Can you help me with this exercises? please. ;D!

I'm not 100% sure but I thought there's some rule that

$$ln(x^k)\overset{for x>0,k>0}{=}k*ln(x)$$

I think that for x<0 it's simply not true

1) ln (4-x) + ln(2) = 2 ln(x)

$$\begin{array}{rll} ln(2(4-x))&=&ln(x^2)\\\\ 8-2x&=&x^2\\\\ x^2+2x-8&=&0\\\\ (x+4)(x-2)&=&0\\\\ x=-4\qquad &or& \qquad x=2 \end{array}$$

now I am confused as well.

You cannot have  the ln of a negative number so I guess x=2

Now Paulina - you have to respond by hitting the post answer button.

Melody's first answer is correct....here's a graph of the solution....

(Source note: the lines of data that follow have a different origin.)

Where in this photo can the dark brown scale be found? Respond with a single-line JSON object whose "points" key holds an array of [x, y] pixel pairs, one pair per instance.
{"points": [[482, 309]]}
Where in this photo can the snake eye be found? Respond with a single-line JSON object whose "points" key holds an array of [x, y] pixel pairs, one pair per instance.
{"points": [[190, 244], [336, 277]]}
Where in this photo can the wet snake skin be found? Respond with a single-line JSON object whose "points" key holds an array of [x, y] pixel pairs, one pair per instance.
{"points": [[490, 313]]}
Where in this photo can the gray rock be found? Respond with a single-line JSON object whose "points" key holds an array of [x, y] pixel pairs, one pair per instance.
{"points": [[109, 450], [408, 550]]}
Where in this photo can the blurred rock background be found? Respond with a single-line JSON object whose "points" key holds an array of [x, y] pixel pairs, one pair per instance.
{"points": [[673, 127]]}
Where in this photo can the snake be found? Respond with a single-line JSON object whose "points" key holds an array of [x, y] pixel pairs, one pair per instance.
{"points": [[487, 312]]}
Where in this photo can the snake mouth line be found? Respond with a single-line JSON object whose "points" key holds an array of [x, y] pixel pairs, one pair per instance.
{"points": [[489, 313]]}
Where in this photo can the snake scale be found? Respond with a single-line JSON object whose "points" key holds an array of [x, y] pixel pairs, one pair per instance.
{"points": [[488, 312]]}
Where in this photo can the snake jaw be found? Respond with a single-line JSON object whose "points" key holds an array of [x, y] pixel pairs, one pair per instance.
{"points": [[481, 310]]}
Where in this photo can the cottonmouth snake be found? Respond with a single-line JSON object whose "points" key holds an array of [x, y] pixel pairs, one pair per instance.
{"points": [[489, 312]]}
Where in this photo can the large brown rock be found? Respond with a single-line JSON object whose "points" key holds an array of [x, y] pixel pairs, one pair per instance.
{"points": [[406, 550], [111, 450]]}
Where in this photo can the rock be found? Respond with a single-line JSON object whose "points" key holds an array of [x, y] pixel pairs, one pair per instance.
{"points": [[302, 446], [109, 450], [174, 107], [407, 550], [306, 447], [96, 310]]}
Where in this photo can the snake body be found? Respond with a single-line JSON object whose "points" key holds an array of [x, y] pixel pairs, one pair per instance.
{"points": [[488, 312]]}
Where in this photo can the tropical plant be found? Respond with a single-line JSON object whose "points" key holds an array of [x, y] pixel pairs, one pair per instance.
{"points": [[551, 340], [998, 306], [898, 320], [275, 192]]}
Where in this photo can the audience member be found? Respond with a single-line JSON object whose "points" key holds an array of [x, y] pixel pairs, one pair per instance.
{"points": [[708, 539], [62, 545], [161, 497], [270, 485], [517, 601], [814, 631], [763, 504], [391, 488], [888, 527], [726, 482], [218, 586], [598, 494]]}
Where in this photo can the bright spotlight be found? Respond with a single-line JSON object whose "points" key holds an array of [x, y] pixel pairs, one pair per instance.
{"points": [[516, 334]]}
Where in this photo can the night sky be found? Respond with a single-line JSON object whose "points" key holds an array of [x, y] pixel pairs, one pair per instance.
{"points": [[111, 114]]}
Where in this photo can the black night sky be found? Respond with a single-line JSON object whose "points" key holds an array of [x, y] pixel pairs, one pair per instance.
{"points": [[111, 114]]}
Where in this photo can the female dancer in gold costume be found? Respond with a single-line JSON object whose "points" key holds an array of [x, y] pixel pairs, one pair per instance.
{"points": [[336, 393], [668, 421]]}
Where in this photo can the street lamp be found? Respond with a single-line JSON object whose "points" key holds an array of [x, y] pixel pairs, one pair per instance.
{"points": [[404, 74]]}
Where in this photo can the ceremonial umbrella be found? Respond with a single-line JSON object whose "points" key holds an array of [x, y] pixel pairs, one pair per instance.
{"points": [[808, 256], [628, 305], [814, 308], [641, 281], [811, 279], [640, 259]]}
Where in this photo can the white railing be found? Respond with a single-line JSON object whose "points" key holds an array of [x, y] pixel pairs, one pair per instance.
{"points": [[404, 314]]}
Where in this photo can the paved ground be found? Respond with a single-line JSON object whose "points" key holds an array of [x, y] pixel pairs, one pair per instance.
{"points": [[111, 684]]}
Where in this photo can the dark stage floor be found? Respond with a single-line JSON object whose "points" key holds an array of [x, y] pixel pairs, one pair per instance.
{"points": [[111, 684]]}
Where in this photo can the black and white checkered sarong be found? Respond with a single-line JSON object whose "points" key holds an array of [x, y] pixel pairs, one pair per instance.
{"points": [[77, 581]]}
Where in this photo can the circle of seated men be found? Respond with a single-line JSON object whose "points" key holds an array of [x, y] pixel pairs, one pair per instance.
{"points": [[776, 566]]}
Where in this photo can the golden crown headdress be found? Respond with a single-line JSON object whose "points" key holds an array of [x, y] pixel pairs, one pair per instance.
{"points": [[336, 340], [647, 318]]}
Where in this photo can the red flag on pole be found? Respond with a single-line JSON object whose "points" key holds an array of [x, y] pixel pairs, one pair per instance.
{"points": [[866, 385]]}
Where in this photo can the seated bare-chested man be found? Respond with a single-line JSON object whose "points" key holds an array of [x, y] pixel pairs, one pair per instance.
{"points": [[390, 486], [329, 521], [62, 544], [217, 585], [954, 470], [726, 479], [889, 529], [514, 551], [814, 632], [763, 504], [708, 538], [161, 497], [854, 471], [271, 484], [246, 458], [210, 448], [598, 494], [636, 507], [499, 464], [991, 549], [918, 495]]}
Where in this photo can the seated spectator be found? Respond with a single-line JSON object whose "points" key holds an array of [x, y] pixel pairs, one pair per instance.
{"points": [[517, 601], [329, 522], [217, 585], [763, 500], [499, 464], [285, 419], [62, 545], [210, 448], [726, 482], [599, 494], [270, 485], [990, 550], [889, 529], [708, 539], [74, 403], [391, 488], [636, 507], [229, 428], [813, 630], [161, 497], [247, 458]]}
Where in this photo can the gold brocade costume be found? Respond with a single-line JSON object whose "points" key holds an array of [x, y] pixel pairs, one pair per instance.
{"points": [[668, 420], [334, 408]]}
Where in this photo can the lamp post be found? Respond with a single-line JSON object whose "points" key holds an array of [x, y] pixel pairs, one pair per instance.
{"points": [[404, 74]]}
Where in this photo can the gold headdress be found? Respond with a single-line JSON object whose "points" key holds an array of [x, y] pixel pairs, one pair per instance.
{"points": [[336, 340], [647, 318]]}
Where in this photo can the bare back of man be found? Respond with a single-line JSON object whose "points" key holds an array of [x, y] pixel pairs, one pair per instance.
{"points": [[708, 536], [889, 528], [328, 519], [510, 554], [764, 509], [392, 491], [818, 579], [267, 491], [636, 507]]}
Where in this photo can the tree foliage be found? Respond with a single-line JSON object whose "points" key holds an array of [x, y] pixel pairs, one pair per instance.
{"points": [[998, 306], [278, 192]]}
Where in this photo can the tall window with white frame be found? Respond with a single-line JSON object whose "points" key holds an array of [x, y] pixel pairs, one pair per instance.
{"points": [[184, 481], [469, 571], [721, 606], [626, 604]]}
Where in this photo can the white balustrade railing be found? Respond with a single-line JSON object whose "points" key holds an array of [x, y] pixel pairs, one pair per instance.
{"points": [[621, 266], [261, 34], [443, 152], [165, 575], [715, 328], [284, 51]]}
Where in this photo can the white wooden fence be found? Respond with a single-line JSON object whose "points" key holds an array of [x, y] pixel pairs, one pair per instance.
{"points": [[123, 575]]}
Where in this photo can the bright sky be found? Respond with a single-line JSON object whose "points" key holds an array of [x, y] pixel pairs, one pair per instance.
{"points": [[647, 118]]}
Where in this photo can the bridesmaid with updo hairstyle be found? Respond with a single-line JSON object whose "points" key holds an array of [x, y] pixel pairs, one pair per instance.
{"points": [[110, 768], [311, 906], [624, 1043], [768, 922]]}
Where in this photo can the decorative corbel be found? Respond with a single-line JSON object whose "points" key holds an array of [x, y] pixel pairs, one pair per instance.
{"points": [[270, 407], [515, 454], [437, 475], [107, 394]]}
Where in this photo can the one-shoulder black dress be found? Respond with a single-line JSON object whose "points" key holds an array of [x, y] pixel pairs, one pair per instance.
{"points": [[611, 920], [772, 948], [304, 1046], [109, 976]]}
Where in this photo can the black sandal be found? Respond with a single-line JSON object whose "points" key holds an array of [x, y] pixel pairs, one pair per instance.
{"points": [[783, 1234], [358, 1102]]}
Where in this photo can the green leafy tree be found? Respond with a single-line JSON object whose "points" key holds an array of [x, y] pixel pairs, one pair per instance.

As for the second question, we have........ log₅(2x-1) = 2.........in exponential form, we have

5² = 2x-1

25 = 2x -1     subtract 1 from both sides

26 = 2x         divide by 2

13 = x

And there you go......

This one was confusing me a bit.

ln (x)² = 2ln(x)

but with 2ln(x) x must be >0

and with ln (x)²  x is just in the set of reals.

How does that work???

That is interesting reinout.  I guess it has to be something like that.  Thankyou for commenting on this one.